Chapitre 8

54 6 0
                                    


On était à la veille de l'opération et Naël était conscient que demain, la chirurgie prendrait tout son sens pour Lisa. Il revoyait point par point son protocole. L'infirmière lui avait dit qu'elle avait prévenu Lisa de sa venue dans la chambre afin de voir avec elle les derniers détails. Mais il reculait le moment... Il avait très envie de la rejoindre et en même temps, il avait bien conscience que cela n'était pas vraiment « normal ».

"- Vous le faites exprès, vous n'êtes pas un vrai méchant. Mais pourquoi ?"

Quelle bonne question et quelle perspicacité. Elle avait lu en lui comme dans un livre ouvert. En repensant à ce moment, un léger sourire s'inscrit sur son visage. Enfin, il se décida à sortir de la salle de soins.

Quand il entra dans la chambre, elle portait encore un foulard différent, rouge cette fois. Mais il ne put s'empêcher de penser que, quel que soit le tissu porté, il la trouvait rayonnante.

Il prit la chaise et la mit au pied du lit. Puis, il vit Lisa le regarder avec ses grands yeux et il lui sembla entendre comme une supplique. Aussi il reprit sa chaise et la porta au niveau du buste de la jeune femme.

Lisa était bizarrement mitigée par cette visite : elle avait hâte et en même temps, appréhendait. Elle ne savait pas pourquoi un tel sentiment ambivalent, mais elle aimait cela. Quand on sait que l'on va peut-être mourir, on se raccroche aux moindres petites choses.

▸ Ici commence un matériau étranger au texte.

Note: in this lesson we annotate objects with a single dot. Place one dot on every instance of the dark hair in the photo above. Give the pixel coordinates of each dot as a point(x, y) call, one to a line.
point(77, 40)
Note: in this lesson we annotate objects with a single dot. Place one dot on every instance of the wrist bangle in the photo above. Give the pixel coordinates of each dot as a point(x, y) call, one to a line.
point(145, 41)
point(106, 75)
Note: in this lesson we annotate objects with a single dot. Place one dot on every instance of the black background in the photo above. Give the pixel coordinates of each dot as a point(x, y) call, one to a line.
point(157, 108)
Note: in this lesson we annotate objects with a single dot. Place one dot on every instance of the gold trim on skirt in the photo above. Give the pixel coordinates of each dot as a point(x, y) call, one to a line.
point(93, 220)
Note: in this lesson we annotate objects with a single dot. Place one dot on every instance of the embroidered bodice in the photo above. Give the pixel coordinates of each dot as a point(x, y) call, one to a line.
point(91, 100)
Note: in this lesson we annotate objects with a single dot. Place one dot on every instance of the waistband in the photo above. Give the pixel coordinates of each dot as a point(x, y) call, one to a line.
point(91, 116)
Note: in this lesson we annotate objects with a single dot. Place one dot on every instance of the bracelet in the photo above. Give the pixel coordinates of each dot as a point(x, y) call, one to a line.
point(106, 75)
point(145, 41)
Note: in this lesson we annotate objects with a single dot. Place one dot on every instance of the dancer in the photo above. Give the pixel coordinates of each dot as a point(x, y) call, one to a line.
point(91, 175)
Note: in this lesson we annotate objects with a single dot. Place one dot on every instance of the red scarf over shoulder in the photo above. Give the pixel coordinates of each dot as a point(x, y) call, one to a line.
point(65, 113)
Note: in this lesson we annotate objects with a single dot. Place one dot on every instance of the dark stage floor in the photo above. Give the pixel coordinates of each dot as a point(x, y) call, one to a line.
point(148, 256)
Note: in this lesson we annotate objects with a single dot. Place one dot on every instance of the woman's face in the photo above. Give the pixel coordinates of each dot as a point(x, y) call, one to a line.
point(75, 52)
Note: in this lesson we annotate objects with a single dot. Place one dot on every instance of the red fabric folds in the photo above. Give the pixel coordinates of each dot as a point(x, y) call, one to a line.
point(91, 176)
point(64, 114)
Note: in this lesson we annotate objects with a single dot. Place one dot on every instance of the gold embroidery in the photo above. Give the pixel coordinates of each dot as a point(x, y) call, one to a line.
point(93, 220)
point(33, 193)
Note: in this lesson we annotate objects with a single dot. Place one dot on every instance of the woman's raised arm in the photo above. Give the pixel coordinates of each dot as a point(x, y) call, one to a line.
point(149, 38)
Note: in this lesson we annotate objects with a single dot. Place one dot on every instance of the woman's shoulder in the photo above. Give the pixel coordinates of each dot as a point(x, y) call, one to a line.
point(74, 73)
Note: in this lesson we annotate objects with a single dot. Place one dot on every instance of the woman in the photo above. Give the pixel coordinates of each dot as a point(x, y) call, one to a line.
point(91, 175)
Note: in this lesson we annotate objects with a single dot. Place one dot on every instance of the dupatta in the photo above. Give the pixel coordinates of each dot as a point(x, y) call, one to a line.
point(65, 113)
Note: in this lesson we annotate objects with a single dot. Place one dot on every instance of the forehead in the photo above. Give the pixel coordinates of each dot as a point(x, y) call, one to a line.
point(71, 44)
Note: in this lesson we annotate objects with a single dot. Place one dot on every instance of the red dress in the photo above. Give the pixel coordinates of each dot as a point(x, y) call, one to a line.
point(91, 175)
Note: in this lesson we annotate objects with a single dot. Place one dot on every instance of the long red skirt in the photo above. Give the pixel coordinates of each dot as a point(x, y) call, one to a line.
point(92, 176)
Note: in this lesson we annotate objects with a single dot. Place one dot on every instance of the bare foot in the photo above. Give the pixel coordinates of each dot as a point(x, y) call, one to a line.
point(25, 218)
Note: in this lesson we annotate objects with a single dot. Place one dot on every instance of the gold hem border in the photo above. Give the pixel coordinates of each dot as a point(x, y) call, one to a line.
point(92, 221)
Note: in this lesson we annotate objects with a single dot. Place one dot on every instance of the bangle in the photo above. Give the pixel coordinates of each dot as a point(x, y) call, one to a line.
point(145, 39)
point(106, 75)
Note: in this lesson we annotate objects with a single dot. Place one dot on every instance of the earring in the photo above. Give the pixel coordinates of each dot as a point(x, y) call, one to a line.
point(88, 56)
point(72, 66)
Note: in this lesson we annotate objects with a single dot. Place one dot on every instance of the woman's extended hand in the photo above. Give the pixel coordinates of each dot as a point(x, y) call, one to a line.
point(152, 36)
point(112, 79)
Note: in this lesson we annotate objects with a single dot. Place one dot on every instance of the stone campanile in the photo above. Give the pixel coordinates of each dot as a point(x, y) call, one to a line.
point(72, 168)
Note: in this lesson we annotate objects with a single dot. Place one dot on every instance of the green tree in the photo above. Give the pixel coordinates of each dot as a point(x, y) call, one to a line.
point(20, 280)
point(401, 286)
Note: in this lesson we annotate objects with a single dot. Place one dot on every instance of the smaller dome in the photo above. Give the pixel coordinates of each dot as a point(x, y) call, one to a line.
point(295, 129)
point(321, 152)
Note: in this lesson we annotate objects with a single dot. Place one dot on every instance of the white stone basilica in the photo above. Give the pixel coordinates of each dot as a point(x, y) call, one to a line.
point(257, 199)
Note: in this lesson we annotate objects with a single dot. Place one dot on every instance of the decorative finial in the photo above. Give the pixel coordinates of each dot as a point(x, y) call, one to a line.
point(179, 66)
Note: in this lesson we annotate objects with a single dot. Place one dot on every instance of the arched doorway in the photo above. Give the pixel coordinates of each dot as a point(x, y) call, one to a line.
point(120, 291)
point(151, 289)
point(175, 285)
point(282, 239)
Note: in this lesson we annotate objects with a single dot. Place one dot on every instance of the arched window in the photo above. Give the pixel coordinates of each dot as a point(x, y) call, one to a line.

Elle le regarda refermer le dossier avant de prendre la parole.

- Lisa, demain c'est le grand jour, le bilan de ce matin est bon. Je vous ferais passer en milieu de matinée. Je vais prendre mon temps, je veux que ce soit bien, parfait même, afin que dans quelques temps, si vous le souhaitez, vous puissiez faire appel à un chirurgien plasticien.

On en avait déjà parlé à Lisa, mais elle n'avait pas encore réussi à se projeter si loin. Aussi elle ne put s'empêcher de dire :

- Si je suis encore de ce monde.

Naël la regarda intensément.

- Lisa, vous serez encore là, on ne fait pas tout ça pour rien. J'ai retravaillé une grande partie de la nuit dernière sur les procédures, la chirurgie et l'après. Je sais qu'on va y arriver.

Lisa le regarda alors étrangement.

- Le professeur avait raison, vous êtes un homme extraordinaire. Pourquoi une telle carapace alors ?

Naël ne répondit pas, il resta silencieux à la regarder. Elle reprit alors la parole.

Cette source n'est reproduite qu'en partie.